Veedelszüge

Eine Gruppe bunter und prickelnder als die andere

NIEDERKASSEl / SIEGBURG. Die Rheidter werden ihrem Ruf als Top-Karnevalisten gerecht. Auf dem Stallberg feiert das "Buure Dreijesteen" Premiere.

Niederkassel. (voa) Mein Gott: Auf dem Rheidter Zug wurde am Sonntag nicht nur ein Dreigestirn chauffiert, man konnte auch Sahneschnitten zu Fuß unterwegs sehen und tanzende Götter in Aktion bewundern.

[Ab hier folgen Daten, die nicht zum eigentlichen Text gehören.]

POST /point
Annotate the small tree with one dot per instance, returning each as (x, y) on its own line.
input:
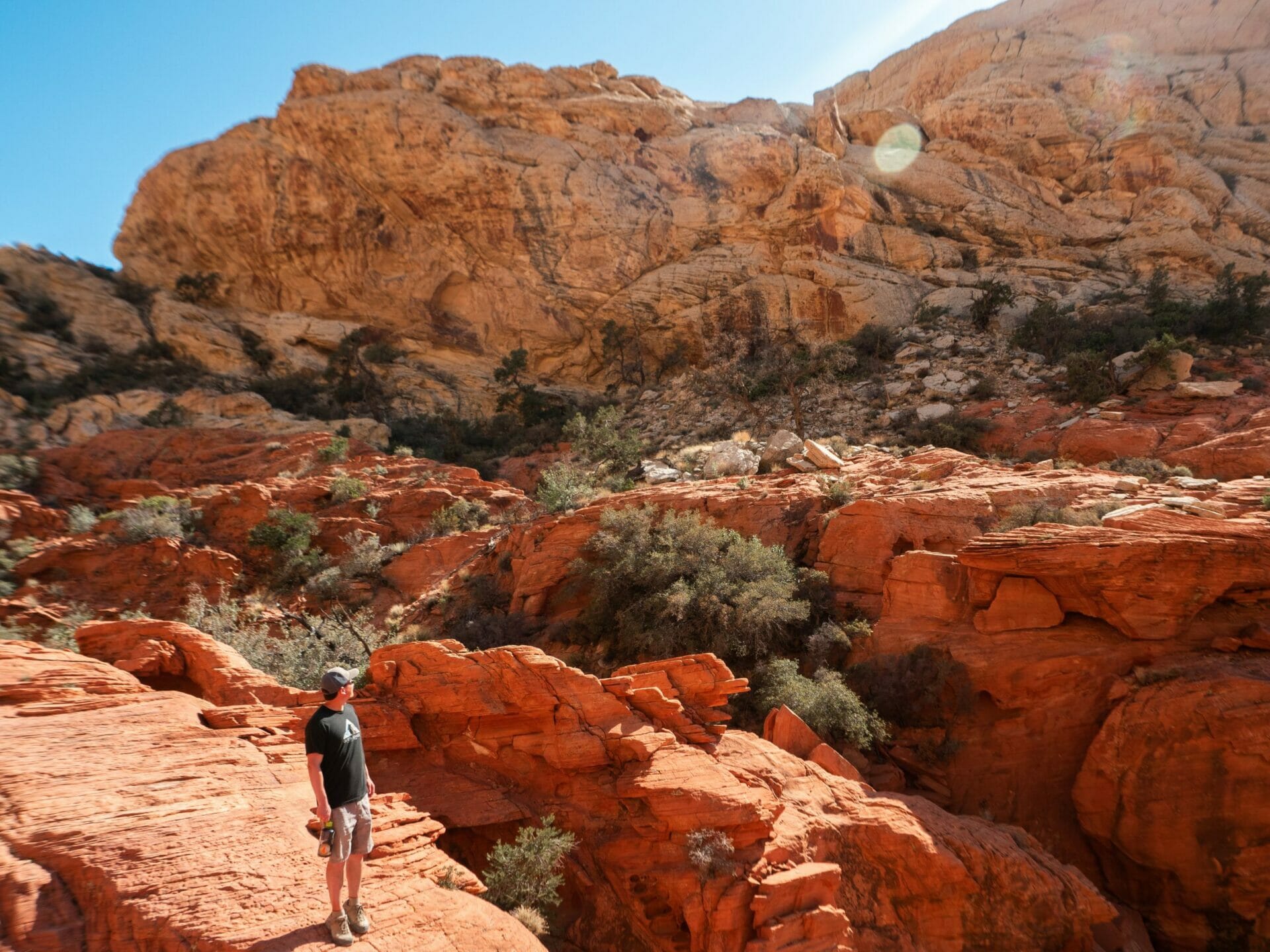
(563, 487)
(527, 873)
(994, 296)
(828, 706)
(601, 440)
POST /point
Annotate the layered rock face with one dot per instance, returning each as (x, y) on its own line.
(474, 207)
(632, 764)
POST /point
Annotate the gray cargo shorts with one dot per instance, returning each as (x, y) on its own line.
(352, 830)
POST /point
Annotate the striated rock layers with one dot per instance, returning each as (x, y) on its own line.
(161, 844)
(472, 207)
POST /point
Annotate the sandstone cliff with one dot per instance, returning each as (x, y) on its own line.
(472, 207)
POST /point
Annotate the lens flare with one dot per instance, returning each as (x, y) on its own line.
(898, 147)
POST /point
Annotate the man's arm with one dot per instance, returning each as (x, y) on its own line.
(319, 791)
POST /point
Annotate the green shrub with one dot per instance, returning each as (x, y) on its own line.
(710, 853)
(1154, 470)
(837, 489)
(382, 352)
(527, 873)
(462, 516)
(922, 688)
(1089, 376)
(563, 487)
(198, 288)
(828, 706)
(669, 583)
(158, 517)
(1044, 510)
(365, 556)
(531, 920)
(305, 648)
(345, 489)
(335, 451)
(80, 518)
(290, 536)
(955, 432)
(284, 531)
(18, 473)
(994, 296)
(603, 441)
(168, 414)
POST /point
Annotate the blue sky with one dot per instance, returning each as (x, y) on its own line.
(95, 93)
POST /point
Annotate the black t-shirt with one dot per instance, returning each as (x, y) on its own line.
(337, 735)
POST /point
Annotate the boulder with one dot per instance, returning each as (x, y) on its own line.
(780, 446)
(728, 459)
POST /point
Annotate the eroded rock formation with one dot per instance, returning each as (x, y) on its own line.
(472, 207)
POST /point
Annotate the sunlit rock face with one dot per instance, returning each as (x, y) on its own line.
(474, 207)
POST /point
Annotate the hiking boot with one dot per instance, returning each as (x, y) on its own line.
(338, 926)
(357, 920)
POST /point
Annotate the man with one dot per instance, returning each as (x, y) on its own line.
(337, 771)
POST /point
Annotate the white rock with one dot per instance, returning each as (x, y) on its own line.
(934, 412)
(728, 459)
(1208, 391)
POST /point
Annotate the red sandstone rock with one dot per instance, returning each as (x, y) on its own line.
(189, 837)
(1174, 795)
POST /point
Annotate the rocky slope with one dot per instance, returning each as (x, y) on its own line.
(480, 739)
(472, 207)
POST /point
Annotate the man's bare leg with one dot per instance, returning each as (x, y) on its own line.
(335, 881)
(355, 876)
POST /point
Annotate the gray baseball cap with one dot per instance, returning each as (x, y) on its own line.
(337, 678)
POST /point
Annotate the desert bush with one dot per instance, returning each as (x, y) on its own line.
(1054, 512)
(462, 516)
(365, 556)
(18, 473)
(531, 920)
(994, 296)
(305, 647)
(290, 536)
(345, 489)
(828, 706)
(1154, 470)
(955, 432)
(563, 487)
(198, 288)
(168, 414)
(837, 489)
(158, 517)
(44, 315)
(335, 451)
(671, 583)
(922, 688)
(527, 873)
(327, 583)
(603, 441)
(1089, 376)
(80, 518)
(710, 853)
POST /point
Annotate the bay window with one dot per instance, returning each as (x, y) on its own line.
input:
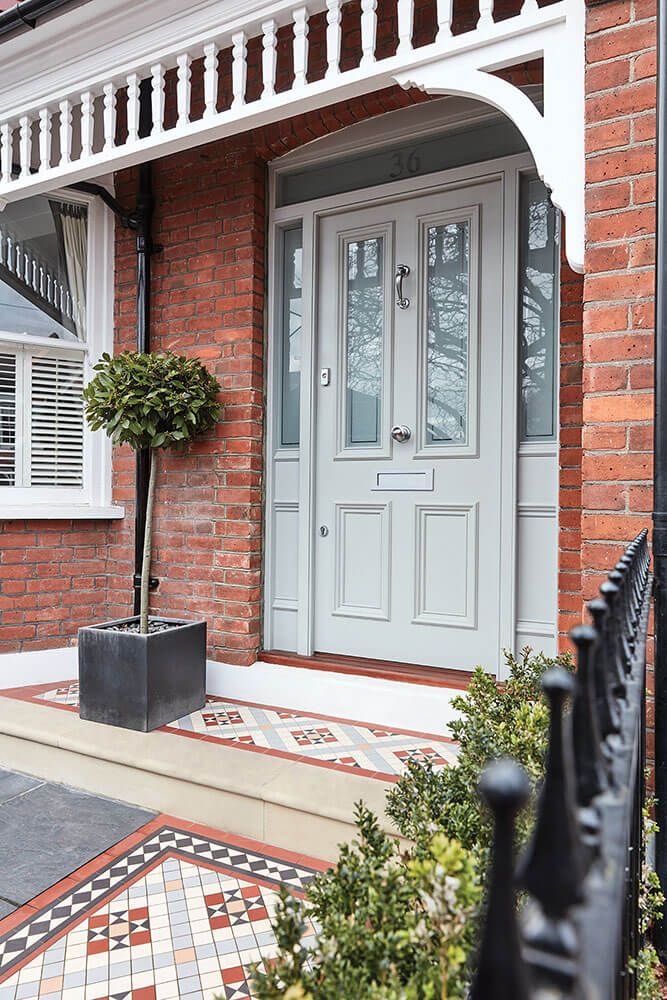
(55, 321)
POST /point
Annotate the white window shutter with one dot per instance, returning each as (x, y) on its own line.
(7, 419)
(56, 419)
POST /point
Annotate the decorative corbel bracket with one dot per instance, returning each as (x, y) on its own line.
(555, 136)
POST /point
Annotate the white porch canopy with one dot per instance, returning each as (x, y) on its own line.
(62, 85)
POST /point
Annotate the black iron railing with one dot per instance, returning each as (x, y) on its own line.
(579, 930)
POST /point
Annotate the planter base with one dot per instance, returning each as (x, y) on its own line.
(139, 681)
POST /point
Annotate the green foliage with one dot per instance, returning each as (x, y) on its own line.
(396, 926)
(493, 722)
(651, 903)
(152, 400)
(391, 926)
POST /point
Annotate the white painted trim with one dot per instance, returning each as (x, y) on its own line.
(40, 666)
(104, 50)
(59, 512)
(94, 498)
(362, 699)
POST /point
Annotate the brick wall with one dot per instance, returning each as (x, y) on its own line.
(208, 300)
(52, 580)
(618, 289)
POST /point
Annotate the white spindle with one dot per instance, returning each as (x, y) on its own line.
(87, 121)
(109, 117)
(25, 145)
(405, 21)
(444, 18)
(183, 88)
(157, 97)
(210, 79)
(133, 107)
(65, 131)
(239, 68)
(45, 124)
(300, 16)
(269, 41)
(485, 13)
(368, 31)
(334, 16)
(6, 153)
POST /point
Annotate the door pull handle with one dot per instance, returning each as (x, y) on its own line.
(402, 271)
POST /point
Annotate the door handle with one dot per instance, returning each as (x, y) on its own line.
(401, 433)
(402, 271)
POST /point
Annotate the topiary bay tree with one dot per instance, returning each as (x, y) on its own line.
(156, 402)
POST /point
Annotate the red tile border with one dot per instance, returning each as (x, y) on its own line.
(103, 861)
(29, 694)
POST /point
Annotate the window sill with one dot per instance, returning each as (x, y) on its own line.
(52, 512)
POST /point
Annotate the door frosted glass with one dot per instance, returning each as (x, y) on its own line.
(364, 340)
(291, 337)
(538, 275)
(448, 332)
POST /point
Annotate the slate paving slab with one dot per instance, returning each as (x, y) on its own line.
(47, 831)
(13, 784)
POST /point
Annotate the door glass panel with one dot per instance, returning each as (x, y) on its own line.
(291, 337)
(448, 331)
(364, 338)
(538, 320)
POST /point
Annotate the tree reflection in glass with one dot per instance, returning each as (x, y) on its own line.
(537, 303)
(364, 340)
(448, 319)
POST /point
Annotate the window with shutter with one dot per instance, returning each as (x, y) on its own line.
(55, 258)
(7, 419)
(56, 422)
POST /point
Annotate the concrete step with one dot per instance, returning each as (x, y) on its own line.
(294, 805)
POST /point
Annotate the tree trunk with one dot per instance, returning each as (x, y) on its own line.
(148, 544)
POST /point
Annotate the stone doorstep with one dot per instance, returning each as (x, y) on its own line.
(294, 805)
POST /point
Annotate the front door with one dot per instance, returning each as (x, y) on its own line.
(408, 440)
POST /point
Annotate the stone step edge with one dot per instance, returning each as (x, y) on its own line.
(300, 806)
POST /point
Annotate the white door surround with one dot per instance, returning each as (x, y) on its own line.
(292, 524)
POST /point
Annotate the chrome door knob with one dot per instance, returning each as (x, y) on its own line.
(401, 433)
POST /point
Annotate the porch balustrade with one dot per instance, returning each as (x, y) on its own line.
(286, 58)
(579, 931)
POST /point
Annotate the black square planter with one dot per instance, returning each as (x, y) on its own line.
(141, 681)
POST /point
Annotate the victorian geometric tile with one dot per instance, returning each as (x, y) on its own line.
(182, 913)
(371, 750)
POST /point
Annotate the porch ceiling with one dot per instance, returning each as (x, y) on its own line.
(79, 119)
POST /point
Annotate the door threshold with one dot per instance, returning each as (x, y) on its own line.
(389, 670)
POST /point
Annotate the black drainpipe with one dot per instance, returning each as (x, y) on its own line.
(141, 222)
(145, 250)
(24, 16)
(660, 474)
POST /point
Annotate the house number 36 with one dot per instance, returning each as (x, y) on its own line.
(403, 164)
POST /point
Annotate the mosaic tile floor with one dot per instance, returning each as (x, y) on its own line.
(175, 910)
(374, 751)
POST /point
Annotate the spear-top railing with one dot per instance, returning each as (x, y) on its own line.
(579, 930)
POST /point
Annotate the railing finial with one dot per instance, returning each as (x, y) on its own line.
(590, 775)
(500, 970)
(552, 866)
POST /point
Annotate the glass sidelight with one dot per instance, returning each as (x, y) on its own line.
(447, 248)
(364, 340)
(291, 336)
(538, 311)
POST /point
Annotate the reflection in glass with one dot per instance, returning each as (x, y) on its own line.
(538, 268)
(44, 268)
(364, 338)
(448, 320)
(291, 336)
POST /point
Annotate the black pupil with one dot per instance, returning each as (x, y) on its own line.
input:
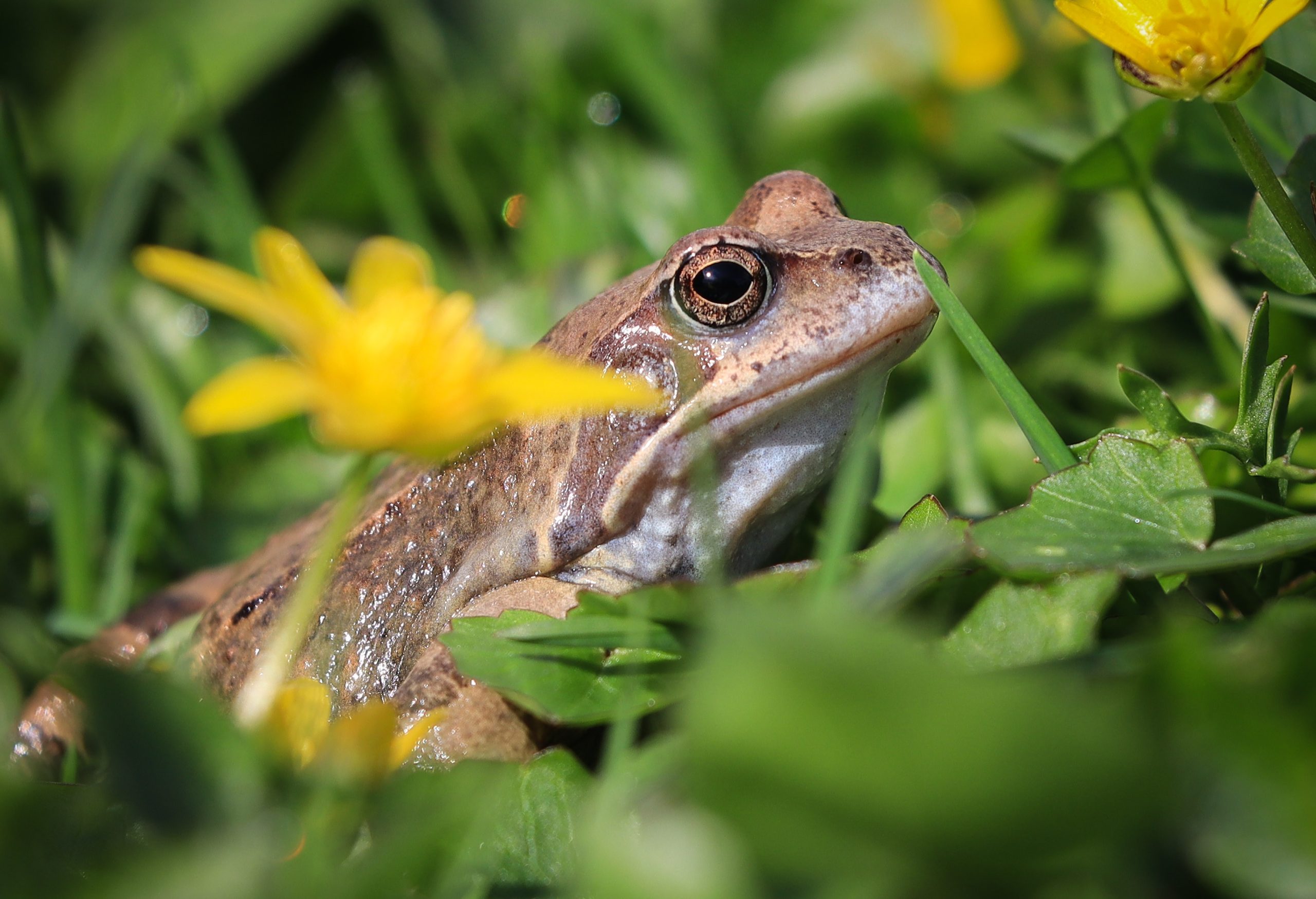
(723, 282)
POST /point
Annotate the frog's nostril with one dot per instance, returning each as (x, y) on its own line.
(854, 259)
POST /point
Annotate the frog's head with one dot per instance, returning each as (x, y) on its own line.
(762, 329)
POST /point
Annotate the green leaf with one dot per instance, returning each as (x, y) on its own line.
(611, 632)
(1123, 157)
(924, 515)
(1118, 511)
(1024, 625)
(895, 569)
(1162, 414)
(824, 745)
(1267, 245)
(1265, 543)
(535, 825)
(566, 685)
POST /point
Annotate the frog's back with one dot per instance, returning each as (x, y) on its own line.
(435, 539)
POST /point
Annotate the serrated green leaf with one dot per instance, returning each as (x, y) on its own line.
(563, 685)
(1267, 245)
(1118, 511)
(1024, 625)
(1160, 410)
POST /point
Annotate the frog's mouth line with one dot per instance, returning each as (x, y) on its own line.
(640, 475)
(748, 411)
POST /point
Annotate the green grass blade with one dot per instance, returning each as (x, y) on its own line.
(852, 490)
(33, 262)
(136, 506)
(1291, 78)
(386, 168)
(1052, 451)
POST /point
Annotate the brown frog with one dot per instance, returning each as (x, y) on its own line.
(760, 332)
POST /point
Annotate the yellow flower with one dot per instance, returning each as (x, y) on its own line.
(976, 43)
(1185, 49)
(362, 745)
(400, 365)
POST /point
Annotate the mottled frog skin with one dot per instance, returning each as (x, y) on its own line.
(760, 332)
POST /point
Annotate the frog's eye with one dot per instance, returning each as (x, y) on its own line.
(722, 286)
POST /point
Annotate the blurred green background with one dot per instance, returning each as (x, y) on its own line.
(541, 151)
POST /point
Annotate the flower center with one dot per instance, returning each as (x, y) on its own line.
(1199, 39)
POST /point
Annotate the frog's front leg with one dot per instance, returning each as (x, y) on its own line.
(52, 718)
(480, 723)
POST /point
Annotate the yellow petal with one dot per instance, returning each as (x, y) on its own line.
(248, 395)
(1115, 36)
(406, 741)
(228, 290)
(360, 744)
(535, 385)
(297, 282)
(976, 41)
(1138, 17)
(1275, 13)
(385, 264)
(299, 719)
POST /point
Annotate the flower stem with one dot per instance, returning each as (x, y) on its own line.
(1268, 185)
(1052, 451)
(1291, 78)
(271, 670)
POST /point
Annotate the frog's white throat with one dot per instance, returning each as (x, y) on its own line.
(774, 454)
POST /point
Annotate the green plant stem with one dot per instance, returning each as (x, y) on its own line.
(1221, 346)
(1052, 451)
(1268, 185)
(261, 687)
(1291, 78)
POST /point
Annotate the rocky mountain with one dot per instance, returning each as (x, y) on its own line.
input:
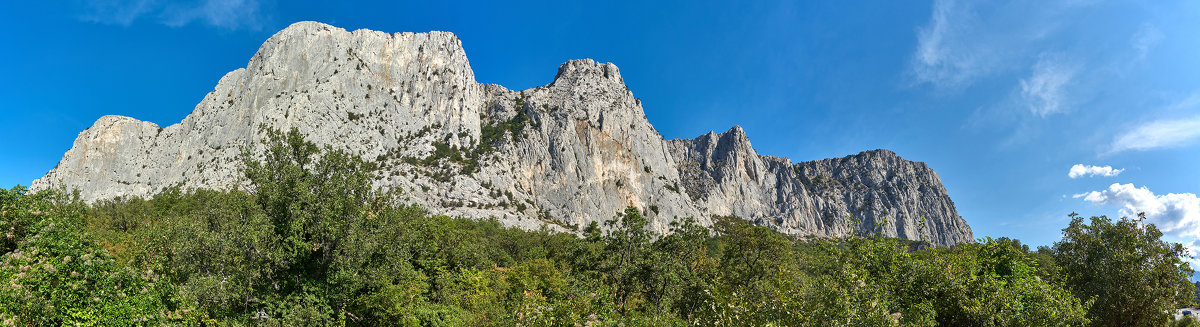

Nein, man mag es kaum glauben, es wurde auch gehoppelt: Und zwar von zwei Jungs, die zum Freundeskreis "Jecke Köpp" aus der Straße Kirchbitze in Rheidt gehören. Verkleidet als überdimensionale Osterhasen, bewegten sich die beiden im Zug springenderweise auf zwei Hüpfbirnen vorwärts.

Das durch und durch jecke Rheidter Narrenvolk steht traditionell in dem Ruf, ganz vorne mit dabei zu sein, wenn es um karnevalistische Kreativität geht. Dem Ruf sind die Aktiven des Zugs wieder gerecht geworden. Unter den gut 900 Teilnehmern präsentierte sich eine Gruppe prickelnder als die andere. Klasse etwa die "Rocker" um Mona Pawig.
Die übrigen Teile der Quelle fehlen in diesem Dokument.